I'm running new everything - everything is updated
M1 - BigSur - 16 Gb Ram - etc . . . latest Logic Pro version - controller MODX

I installed new Player6 and new Installer -etc
When I open Opus Orchestrator - Logic Pro crashes.

It only happens with the Opus Orchestrator.


----------



## Nimrod7 (Apr 26, 2021)

Swahman said:


> M1 - BigSur


I will be one or the other... but just a guess probably the M1. 
I don't think OPUS is build for ARM architecture yet, probably running under rosetta which might be the cause of your crash. 

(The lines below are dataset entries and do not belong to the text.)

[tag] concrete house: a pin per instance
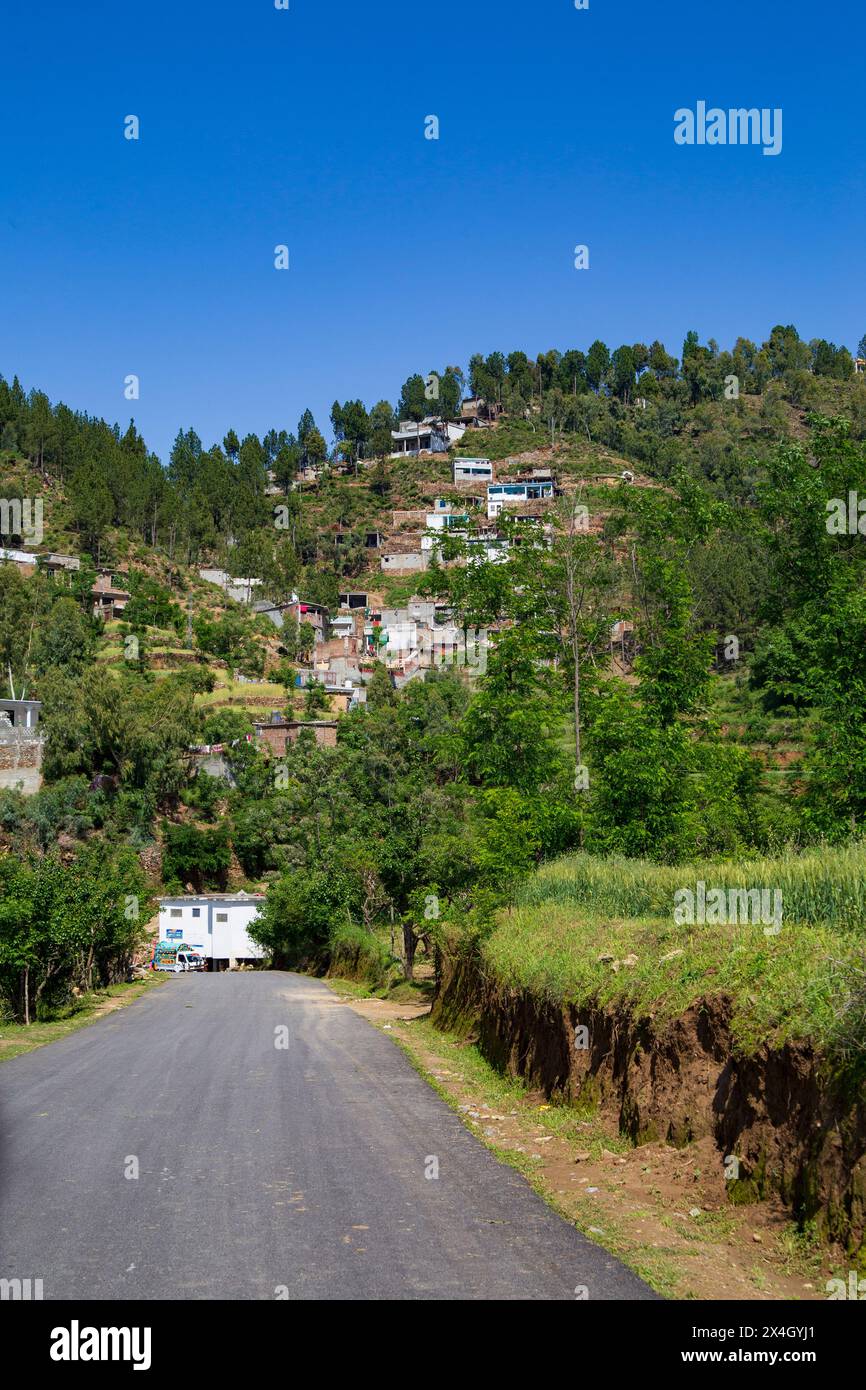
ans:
(109, 601)
(473, 470)
(213, 923)
(428, 435)
(517, 494)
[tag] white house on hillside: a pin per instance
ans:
(213, 923)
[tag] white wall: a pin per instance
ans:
(214, 938)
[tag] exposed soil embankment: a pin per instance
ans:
(780, 1125)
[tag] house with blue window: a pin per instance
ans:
(213, 923)
(538, 488)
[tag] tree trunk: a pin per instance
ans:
(409, 950)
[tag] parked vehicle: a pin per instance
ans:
(175, 958)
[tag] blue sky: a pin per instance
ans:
(306, 127)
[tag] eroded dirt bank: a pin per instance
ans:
(779, 1123)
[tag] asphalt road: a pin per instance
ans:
(263, 1171)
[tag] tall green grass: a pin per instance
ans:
(602, 931)
(823, 886)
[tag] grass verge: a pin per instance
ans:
(17, 1039)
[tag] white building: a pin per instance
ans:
(213, 923)
(428, 435)
(513, 494)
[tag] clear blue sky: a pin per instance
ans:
(306, 127)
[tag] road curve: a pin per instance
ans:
(263, 1171)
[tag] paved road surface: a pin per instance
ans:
(260, 1166)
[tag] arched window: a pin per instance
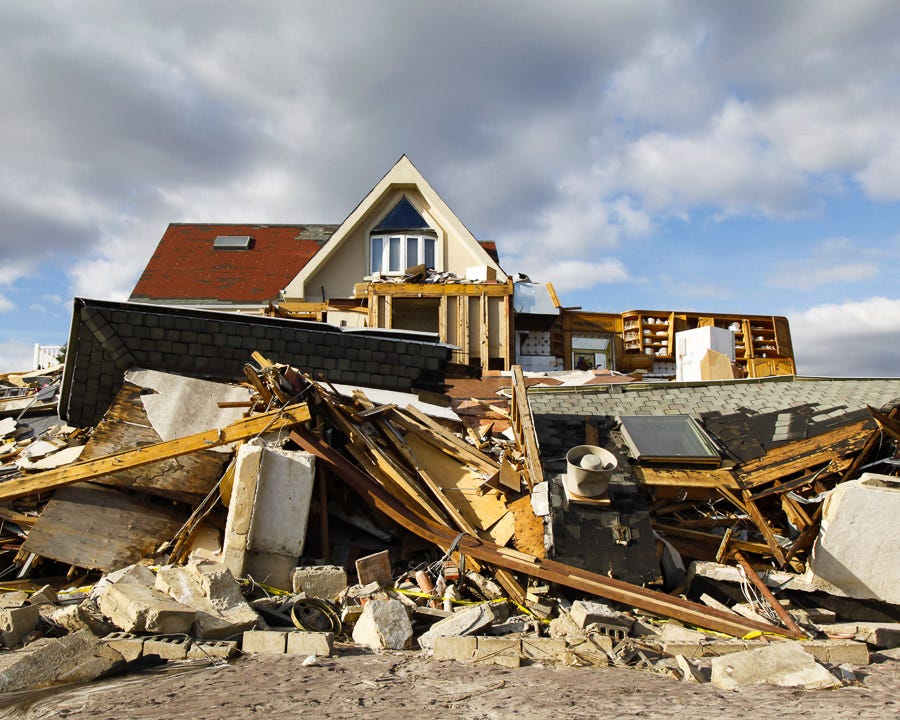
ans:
(401, 240)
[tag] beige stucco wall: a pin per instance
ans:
(348, 263)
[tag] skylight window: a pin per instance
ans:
(668, 438)
(232, 242)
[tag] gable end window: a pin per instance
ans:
(393, 253)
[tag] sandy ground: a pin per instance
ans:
(404, 685)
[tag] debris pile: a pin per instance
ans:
(203, 519)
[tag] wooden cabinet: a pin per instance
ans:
(649, 333)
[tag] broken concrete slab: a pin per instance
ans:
(212, 649)
(17, 623)
(384, 625)
(827, 651)
(310, 643)
(128, 645)
(49, 462)
(465, 622)
(138, 574)
(212, 591)
(267, 516)
(375, 568)
(319, 581)
(77, 657)
(141, 609)
(858, 546)
(167, 647)
(879, 635)
(265, 642)
(785, 664)
(181, 405)
(505, 652)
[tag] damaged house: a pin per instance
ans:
(273, 447)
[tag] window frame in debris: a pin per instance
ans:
(390, 253)
(668, 439)
(232, 243)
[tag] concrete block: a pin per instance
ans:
(879, 635)
(17, 623)
(319, 581)
(128, 645)
(265, 642)
(375, 568)
(465, 622)
(267, 516)
(858, 546)
(310, 643)
(212, 591)
(564, 628)
(838, 652)
(44, 596)
(586, 613)
(384, 625)
(84, 616)
(168, 647)
(784, 664)
(505, 652)
(460, 647)
(543, 650)
(77, 657)
(141, 609)
(209, 649)
(135, 574)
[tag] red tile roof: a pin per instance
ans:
(186, 267)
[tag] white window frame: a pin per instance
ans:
(400, 241)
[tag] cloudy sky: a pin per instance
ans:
(727, 157)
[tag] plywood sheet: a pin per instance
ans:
(125, 426)
(100, 528)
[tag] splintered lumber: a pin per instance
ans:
(805, 455)
(783, 614)
(124, 426)
(523, 427)
(446, 440)
(92, 469)
(705, 479)
(548, 570)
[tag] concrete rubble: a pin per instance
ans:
(343, 524)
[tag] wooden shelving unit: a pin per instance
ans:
(649, 333)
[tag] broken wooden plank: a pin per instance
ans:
(89, 470)
(98, 528)
(523, 427)
(806, 455)
(548, 570)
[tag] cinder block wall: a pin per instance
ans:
(108, 338)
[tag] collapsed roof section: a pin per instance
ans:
(108, 338)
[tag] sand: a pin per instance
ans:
(405, 685)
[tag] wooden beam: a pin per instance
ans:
(523, 427)
(92, 469)
(548, 570)
(438, 289)
(804, 455)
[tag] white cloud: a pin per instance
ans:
(835, 261)
(570, 275)
(16, 356)
(850, 339)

Is Logic running under Rosetta or natively?


----------



## Jeremy Spencer (Apr 26, 2021)

I'm on Big Sure, no issues here.

I agree it's probably M1. Going to take a while for developers to catch up.


----------



## rnb_2 (Apr 26, 2021)

Confirmed that Logic doesn't like running Orchestrator if run in M1 native mode, but it seems to work fine if you run Logic in Rosetta mode (right-click on the Logic icon > Get Info > check "Open using Rosetta").


----------



## Swahman (Apr 26, 2021)

Thanks everyone. I figured it out.
My controller is the Yamaha MODX 8, there is an updated driver for the M1 , dated 04-21-2021.

the issue was with the Audio of the MODX - this driver update fixed the issue with EW Opus Orchestrator.

Fixed!!!!


----------